I appreciated the brief immersion into a world that challenged isolation

during the Bad Bunny halftime show. Kudos on a full Spanish performance. It touched my soul. The movement was familiar. It was all a vibe.


I understand isolation. For over a decade, I participated in a ministry-run outreach on Super Bowl Sunday. We used halftime as an opportunity to build community with team games and minute-to-win competitions. We enjoyed our huddle away from the secular music performed on the television. Family friendly.


Protest by Isolation:


During that ministry outreach, we didn’t interrupt the game because the that was considered a moral gathering. So this year when Turning Point created a national option for halftime, it felt eerily familiar. Protest by isolating. The proud and patriotic would send a message by tuning out what seemed contrary to their group identity. The same isolation I’d practiced was now on national display. I understand isolation.


Cautious isolation:


My neighborhood is fine. Not ritzy. Not dangerous. But it’s a city neighborhood. There is a Dollar General at the end of our street. We are three blocks away from where JaylandWalker was shot. We are six blocks away from a park and less than a mile from a public elementary school. Our kids rarely played outside with others.
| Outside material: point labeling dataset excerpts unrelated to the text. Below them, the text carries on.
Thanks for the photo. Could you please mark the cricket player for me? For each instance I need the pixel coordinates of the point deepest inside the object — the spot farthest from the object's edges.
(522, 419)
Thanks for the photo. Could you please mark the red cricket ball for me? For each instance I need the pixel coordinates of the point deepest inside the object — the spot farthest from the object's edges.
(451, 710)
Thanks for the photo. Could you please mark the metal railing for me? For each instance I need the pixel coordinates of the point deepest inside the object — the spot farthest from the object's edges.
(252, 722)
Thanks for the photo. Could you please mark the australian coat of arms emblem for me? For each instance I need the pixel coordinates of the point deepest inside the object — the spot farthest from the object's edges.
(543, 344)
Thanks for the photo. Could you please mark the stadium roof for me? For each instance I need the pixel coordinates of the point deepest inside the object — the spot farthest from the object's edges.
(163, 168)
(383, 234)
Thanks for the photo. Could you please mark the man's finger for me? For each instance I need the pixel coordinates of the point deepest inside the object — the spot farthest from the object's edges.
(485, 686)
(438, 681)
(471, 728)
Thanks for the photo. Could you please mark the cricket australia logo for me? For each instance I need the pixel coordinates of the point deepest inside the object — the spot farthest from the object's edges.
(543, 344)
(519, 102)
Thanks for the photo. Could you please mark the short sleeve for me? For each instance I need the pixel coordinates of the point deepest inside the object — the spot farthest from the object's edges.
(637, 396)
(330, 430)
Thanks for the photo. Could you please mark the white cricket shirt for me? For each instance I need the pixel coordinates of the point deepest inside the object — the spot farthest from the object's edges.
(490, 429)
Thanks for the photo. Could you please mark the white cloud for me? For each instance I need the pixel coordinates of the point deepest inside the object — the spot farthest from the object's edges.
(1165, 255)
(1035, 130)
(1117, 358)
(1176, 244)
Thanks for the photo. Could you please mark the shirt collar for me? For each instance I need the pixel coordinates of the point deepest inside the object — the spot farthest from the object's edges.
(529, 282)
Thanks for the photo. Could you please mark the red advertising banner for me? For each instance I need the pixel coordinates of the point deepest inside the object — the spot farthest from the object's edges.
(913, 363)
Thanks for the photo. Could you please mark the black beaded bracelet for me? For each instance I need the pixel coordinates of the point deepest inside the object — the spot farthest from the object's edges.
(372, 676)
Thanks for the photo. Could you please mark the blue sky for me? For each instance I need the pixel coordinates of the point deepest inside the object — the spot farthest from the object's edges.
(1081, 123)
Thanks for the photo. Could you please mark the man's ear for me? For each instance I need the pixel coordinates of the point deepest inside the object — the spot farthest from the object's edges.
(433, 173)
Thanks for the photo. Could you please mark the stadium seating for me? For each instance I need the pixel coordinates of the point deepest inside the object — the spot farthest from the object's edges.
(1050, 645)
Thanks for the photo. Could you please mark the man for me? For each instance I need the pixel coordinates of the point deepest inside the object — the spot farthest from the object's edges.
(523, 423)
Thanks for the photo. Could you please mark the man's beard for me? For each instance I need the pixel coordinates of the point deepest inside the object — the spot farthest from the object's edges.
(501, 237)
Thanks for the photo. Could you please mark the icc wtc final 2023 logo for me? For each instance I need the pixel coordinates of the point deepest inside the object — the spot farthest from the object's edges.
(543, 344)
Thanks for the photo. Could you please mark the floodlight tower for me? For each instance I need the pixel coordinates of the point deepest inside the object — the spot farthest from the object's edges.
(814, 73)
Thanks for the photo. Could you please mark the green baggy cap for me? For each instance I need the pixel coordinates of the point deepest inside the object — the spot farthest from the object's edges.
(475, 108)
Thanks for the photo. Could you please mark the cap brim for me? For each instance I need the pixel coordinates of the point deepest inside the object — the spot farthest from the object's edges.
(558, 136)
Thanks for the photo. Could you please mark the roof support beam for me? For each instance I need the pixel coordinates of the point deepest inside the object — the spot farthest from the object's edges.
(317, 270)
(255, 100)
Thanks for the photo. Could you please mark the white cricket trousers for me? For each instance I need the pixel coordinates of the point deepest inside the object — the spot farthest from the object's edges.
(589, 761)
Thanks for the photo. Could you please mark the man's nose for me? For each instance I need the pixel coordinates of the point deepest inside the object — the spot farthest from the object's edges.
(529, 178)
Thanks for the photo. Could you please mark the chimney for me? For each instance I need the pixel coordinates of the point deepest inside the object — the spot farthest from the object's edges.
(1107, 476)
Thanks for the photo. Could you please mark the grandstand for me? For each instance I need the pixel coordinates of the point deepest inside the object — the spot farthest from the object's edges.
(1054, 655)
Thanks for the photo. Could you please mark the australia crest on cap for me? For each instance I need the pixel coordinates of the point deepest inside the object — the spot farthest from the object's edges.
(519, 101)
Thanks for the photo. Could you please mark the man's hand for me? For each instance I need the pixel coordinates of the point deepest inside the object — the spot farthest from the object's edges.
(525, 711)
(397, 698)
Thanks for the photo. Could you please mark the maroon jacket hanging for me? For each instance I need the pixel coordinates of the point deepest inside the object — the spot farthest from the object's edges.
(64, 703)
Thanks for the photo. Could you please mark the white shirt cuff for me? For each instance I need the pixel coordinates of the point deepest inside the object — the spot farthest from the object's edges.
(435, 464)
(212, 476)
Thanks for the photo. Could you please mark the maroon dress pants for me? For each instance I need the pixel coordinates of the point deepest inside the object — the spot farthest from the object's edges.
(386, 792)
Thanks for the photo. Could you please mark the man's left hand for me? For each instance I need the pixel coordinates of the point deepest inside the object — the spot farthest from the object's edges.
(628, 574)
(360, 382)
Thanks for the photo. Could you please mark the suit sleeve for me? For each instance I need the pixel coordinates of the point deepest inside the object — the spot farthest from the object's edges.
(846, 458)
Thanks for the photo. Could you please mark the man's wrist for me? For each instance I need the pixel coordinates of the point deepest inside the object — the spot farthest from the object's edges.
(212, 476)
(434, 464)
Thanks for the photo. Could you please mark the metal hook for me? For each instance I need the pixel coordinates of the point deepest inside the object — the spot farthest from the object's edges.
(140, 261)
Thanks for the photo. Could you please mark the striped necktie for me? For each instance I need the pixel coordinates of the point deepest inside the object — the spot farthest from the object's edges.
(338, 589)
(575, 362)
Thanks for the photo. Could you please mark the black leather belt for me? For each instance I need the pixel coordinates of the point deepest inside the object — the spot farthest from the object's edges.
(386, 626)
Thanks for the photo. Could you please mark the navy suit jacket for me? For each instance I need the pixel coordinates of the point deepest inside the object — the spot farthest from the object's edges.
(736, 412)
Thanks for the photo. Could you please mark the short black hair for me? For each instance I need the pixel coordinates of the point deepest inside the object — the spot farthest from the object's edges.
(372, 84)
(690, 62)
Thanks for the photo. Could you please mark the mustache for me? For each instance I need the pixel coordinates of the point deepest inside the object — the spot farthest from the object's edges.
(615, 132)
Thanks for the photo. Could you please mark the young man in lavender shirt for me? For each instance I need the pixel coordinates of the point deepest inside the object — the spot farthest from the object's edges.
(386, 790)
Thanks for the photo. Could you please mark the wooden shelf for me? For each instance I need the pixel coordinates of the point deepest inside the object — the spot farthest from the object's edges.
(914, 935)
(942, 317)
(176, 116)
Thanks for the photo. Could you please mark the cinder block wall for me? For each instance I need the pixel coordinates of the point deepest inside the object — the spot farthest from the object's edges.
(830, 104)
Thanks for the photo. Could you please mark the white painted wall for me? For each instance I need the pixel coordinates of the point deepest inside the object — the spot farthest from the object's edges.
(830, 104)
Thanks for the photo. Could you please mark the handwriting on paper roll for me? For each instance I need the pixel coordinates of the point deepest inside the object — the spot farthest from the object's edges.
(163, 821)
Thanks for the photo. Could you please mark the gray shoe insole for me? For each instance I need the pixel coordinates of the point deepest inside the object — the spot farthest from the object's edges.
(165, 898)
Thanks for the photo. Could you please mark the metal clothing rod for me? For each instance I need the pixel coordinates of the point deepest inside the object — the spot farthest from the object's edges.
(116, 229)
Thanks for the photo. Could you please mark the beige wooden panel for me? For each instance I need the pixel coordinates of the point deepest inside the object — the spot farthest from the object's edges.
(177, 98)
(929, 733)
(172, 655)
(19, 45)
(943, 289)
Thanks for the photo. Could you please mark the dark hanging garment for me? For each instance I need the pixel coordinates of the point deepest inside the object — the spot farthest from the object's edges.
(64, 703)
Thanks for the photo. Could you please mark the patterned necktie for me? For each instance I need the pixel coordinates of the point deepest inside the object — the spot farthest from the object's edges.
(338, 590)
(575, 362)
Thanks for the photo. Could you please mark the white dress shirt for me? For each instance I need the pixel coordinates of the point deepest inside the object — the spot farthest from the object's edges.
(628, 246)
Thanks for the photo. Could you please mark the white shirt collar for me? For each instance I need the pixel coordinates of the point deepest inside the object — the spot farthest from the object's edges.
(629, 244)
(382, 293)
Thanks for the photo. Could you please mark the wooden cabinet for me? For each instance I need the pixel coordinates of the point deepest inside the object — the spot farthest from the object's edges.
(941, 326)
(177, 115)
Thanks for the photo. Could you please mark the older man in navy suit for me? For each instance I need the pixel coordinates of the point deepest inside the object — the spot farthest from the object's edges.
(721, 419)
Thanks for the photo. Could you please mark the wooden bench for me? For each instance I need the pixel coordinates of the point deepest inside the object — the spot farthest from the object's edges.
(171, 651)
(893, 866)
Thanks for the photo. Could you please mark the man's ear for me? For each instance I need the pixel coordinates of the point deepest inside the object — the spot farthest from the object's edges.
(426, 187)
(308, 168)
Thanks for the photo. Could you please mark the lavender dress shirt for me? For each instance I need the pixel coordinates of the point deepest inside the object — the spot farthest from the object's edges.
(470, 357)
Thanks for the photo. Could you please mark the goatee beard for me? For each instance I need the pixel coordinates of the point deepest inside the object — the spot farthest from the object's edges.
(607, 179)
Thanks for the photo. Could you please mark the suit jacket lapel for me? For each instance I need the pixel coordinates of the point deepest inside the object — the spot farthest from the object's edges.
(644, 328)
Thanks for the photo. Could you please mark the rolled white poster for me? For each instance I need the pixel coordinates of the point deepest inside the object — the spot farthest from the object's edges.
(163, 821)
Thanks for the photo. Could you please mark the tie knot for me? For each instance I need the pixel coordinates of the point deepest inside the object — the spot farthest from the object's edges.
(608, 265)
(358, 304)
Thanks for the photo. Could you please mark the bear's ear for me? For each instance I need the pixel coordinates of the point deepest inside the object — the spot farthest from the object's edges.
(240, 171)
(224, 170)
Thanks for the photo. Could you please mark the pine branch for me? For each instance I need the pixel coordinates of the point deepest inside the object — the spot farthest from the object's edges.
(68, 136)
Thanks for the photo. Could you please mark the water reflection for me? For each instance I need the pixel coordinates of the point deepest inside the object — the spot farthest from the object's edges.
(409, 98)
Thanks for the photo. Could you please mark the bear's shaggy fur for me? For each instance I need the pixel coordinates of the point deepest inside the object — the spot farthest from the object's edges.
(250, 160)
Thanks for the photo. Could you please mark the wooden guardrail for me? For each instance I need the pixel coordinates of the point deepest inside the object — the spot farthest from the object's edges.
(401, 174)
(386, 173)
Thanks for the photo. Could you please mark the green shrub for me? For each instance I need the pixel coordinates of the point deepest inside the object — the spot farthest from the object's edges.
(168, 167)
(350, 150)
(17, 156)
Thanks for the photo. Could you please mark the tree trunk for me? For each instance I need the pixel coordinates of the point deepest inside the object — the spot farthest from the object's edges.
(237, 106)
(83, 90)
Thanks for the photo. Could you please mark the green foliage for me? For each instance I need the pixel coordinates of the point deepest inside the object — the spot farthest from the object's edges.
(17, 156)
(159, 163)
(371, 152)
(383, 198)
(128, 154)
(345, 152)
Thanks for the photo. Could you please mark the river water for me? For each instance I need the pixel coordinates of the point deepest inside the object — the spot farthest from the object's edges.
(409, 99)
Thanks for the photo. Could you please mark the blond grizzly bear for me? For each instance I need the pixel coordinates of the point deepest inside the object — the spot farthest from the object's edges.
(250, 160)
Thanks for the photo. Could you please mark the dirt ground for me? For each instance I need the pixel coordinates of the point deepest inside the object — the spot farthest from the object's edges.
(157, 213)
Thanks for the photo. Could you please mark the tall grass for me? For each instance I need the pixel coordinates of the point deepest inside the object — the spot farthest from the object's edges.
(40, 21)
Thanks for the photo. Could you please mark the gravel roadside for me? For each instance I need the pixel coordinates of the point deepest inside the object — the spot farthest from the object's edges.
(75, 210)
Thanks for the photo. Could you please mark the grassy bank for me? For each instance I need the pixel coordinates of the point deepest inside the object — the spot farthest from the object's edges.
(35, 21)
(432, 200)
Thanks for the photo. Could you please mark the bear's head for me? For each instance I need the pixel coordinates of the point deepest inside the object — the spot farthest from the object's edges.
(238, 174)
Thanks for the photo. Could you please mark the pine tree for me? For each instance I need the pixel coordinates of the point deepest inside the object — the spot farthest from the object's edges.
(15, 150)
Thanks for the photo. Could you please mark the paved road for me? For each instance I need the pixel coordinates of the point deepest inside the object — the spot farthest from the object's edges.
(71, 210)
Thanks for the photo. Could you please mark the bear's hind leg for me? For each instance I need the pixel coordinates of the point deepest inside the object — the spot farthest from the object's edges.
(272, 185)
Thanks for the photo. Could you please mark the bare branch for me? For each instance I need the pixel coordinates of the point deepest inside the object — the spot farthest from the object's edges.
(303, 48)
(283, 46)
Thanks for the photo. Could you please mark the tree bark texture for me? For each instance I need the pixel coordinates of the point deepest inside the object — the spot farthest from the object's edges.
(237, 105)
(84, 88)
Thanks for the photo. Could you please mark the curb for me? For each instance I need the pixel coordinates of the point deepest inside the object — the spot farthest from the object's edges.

They had far more friends away from our neighborhood than in our neighborhood. As they grew up, we were outside together, inside together, or away together. We didn’t encourage roaming around unsupervised. Because there’s a large age gap, they both grew up without a sibling peer to be outside with. The kids in my neighborhood looked at my kids as the special ones who don’t come out very often. Good kids. Kind kids. But isolated. I understand isolation.


Bad Bunny challenged Isolationism:


I really enjoyed the halftime show that Bad Bunny put on. The cultural beauty and the joy resonated with me. From sugarcane fields to bodegas, there was beauty in the performance. We were given permission to interpret every scene that we saw. To question what felt new to us. To identify what felt familiar. And to embrace difference.


I wondered if we would see any portion of the show where individuals were in tactical gear. Any message that was provided was far more subtle. As it seems that the emphasis was on joy. I appreciated the lands that were called out. The flags that were held up. The honor that was given. This was a challenge to isolation. And I appreciate it.


So as we return to life after our “halftime shows of choice,” let’s consider isolation with sobriety. We might choose isolation for protest. We might choose it for caution. I hope to counter isolation so that I might experience something new, and unfamiliar, and beautiful in this land where we sing about being both free and brave.